Arthur Muhlenberg: ‘O Flamengo na rua, no meio do redemoinho’

'Flamengo é do tamanho do mundo. O Flamengo é sem lugar. O Flamengo não tem janelas nem portas. E a regra é assim: ou o senhor bendito governa o Flamengo, ou o Flamengo maldito vos governa'

Foto: Alexandre Vidal/Flamengo

― Nonada. Tiros que o senhor ouviu foram de briga de homem não, Deus esteja.
Soltei foguete quando o Flamengo fez o primeiro gol, de pênalti, com o Gabriel.
Era morteiro, Caramuru, três tiros. Por meu acerto. Todo gol isso faço, gosto; desde mal em minha mocidade.

Daí, vieram me chamar. Causa dum juiz! um branco careca, erroso, os olhos de nem ser ― se viu ―; e com marra de cão. Me disseram; eu não quis avistar. Mesmo que, por defeito como agiu, indo arrebitado de beiços conferir o monitor, esse voltava rindo pra confirmar o castigo. Disseram que era o maior erro da história do campeonato.

Povo prascóvio. Condenaram. Dono dele nem sei quem for. Vieram emprestar mais morteiro, cedi. Não tenho abusões. O senhor ri certas risadas… Olhe! quando é tiro de verdade, primeiro a cachorrada pega a latir, instantaneamente ― depois, então, se vai ver se deu mortos.

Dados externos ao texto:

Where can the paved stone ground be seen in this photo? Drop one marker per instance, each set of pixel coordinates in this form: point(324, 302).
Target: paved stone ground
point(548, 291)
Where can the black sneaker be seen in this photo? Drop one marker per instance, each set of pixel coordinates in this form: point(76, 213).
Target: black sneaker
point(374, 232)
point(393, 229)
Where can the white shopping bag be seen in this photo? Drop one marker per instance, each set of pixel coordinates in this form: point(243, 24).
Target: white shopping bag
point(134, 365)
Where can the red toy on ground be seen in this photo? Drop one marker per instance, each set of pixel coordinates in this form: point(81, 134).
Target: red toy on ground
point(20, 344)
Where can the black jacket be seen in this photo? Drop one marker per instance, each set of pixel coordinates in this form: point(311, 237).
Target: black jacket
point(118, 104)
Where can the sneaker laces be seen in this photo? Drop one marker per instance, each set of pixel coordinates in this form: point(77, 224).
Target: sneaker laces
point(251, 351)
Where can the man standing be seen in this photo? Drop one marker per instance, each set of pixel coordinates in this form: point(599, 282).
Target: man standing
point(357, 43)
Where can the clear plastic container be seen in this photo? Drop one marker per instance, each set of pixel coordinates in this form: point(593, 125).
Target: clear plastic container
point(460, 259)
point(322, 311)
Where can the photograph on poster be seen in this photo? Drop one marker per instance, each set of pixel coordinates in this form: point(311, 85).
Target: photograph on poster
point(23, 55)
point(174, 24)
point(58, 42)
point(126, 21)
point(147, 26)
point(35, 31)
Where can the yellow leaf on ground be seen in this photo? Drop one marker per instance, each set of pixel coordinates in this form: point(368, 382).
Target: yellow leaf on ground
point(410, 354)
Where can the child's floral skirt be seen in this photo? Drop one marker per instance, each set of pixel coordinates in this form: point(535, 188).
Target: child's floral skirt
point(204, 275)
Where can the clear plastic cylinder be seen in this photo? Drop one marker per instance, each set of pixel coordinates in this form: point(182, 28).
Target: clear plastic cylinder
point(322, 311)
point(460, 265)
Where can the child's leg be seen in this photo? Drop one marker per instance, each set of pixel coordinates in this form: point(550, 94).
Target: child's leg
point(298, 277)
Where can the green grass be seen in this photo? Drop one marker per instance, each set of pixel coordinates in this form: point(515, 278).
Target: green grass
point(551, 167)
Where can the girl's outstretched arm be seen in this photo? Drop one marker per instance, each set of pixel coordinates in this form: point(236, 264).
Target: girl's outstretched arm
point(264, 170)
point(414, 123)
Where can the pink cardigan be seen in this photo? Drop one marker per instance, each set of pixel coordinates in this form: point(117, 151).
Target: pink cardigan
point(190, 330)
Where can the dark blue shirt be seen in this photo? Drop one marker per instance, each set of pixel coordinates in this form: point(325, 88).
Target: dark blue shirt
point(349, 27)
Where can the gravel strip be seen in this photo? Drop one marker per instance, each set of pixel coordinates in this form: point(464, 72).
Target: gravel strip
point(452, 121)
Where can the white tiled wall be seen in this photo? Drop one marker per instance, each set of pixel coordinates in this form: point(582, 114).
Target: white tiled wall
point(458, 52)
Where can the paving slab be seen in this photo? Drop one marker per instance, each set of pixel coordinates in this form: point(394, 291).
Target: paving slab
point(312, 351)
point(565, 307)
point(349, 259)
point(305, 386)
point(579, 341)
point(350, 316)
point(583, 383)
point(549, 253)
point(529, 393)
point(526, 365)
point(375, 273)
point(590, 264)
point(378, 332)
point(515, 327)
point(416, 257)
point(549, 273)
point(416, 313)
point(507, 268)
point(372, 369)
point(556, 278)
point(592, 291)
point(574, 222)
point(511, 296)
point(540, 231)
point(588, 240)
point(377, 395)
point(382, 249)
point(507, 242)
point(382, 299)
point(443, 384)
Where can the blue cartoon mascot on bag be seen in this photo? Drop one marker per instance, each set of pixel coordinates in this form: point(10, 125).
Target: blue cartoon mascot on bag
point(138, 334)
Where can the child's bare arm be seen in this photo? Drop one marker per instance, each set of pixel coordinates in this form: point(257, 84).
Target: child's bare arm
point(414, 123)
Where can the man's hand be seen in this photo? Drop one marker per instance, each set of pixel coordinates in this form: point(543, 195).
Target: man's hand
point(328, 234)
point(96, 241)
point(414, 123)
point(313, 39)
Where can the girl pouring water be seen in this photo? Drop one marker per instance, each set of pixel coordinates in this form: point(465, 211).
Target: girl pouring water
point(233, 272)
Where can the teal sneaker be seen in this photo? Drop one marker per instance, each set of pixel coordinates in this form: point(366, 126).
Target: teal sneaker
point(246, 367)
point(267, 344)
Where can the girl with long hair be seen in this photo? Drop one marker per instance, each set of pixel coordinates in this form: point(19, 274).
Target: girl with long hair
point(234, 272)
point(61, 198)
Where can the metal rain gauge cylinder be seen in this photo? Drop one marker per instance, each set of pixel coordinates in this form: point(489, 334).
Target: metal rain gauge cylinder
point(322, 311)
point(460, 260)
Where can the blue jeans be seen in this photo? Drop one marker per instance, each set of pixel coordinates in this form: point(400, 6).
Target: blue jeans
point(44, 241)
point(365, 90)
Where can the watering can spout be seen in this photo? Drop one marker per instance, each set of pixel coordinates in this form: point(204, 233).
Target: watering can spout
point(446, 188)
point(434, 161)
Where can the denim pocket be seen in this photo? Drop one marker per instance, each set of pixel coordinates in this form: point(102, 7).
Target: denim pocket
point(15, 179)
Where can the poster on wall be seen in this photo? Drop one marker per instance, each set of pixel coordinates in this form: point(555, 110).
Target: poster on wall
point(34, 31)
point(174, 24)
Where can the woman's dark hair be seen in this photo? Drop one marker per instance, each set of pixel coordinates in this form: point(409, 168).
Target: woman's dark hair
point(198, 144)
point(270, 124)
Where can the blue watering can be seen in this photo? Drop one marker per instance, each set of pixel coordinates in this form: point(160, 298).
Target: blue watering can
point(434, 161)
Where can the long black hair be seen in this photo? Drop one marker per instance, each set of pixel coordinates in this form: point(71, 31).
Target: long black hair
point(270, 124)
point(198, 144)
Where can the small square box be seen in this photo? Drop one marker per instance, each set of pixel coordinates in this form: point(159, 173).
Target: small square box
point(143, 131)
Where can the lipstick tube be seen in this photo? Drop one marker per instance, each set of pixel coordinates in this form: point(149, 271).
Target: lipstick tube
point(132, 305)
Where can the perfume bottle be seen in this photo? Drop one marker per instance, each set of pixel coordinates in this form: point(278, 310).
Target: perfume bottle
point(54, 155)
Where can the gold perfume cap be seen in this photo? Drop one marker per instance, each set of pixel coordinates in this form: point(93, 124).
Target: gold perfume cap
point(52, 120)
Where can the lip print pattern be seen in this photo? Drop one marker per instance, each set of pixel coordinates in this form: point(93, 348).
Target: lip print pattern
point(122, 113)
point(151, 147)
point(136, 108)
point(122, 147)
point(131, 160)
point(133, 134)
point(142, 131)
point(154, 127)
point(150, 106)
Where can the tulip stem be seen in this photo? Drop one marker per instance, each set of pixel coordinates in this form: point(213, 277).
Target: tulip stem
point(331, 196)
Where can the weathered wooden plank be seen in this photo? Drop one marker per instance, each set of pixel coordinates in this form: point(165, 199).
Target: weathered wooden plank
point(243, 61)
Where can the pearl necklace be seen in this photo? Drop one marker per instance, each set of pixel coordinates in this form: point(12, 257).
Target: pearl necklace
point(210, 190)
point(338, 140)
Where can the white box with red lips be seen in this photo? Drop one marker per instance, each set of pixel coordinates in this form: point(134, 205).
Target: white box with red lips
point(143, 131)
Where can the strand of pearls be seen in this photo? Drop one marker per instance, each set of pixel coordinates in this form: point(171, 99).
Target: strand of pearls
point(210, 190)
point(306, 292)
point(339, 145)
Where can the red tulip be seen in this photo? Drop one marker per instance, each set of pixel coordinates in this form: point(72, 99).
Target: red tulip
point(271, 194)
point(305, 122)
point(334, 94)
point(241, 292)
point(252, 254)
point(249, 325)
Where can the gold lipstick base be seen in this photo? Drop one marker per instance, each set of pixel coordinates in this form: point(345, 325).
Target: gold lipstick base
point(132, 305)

O senhor tolere, isto é o Flamengo. Uns querem que não seja! que situado Flamengo é por depois da Glória e do Catete a fora adentro, eles dizem, antes de Botafogo, pra lá do Russel. Para os de Itinga, então, o aqui não é dito Flamengo? Ah, que tem maior! Lugar Flamengo se divulga: é onde os todo mundo é preto, favelado e mulambo; onde um pode torar dez, quinze léguas, sem topar com torcedor de outra camisa; e onde o fanático vive seu jorge-jesus, arredado do arrocho de autoridade ou juízo.

Flamengo se espalha, da boca do rio Rainha, na Lagoa da chamada Gávea, até o rio Morto na Vargem Grande, lá onde o urubu põe ovo nos montões oestes. Mas, hoje, que na beira dele, tudo dá ― pra cevar os cria de bom render. O Rio corre em volta. Esses Flamengos são sem tamanho. Enfim, cada um o que quer aprova, o senhor sabe: pão ou pães, é questão de opiniães. . . O Flamengo está em toda a parte.

Do Enea? Não gloso. Senhor pergunte aos moradores. Em falso receio, desfalam
no nome dele ― dizem só: o Que-Diga. Vote! não. . . Quem muito se evita, se convive. Chegando mais perto a gente escuta um chorinho, atrás, e uma vozinha que avisando: ― Deixou chegar! Deixou chegar!. . .

Eu que não vou sair da festa antes que de ser tocado porteira afora. Mesmo porque porteira aqui não tem fecho. E nem é porque o sofrimento tem sido grande que vou descreditar. Fácil nunca foi, sem falar naquela vez que hoje parece ter sido há tanto tempo. Então? Que-Diga? Doideira. A fantasiação.

E o que era que eu queria? Ah, acho que não queria mesmo nada, de tanto que eu queria era – ficar sendo. Qualquer amor já é um pouquinho de saúde, um descanso na loucura. Mas na hora de fechar os acertos, tirar as despesas é que vai saber. Tem gente aí se empresando em vias de ser rico. Mas a galinha come com o bico no chão e o casadinho só dorme junto. Antes do fim, na sugestão, ninguém ganha é nada. Viver o senhor já sabe: Viver é etecetera.

Viver é muito perigoso. O Flamengo é do tamanho do mundo. O Flamengo é sem lugar. O Flamengo não tem janelas nem portas. E a regra é assim: ou o senhor bendito governa o Flamengo, ou o Flamengo maldito vos governa… Ele que me produz, depois me engoliu, depois me cuspiu do quente da boca. Aquela hora, só não me desconheci, porque bebi de mim – esses mares.

Arres, me deixe lá, que ― em ilusão ou com encosto ― o senhor mesmo deverá de ter conhecido diversos, homens, mulheres. Pois não sim? Por mim, tantos vi, que aprendi. Leônidas, Zizinho, Dida, o Zico, Junior, o Pet, Obina. . . o Imperador e o Malvadeza. . . Deles, punhadão. Se eu pudesse esquecer tantos nomes. . .

Eu quase que de nada não sei. Mas desconfio de muita coisa. Melhor magro e vivo que gordo e não. Flamengo é isto, o senhor sabe: tudo incerto, tudo certo. Flamengo é onde manda quem é forte, com as astúcias. Deus mesmo, quando vier, que venha armado! Nós ainda.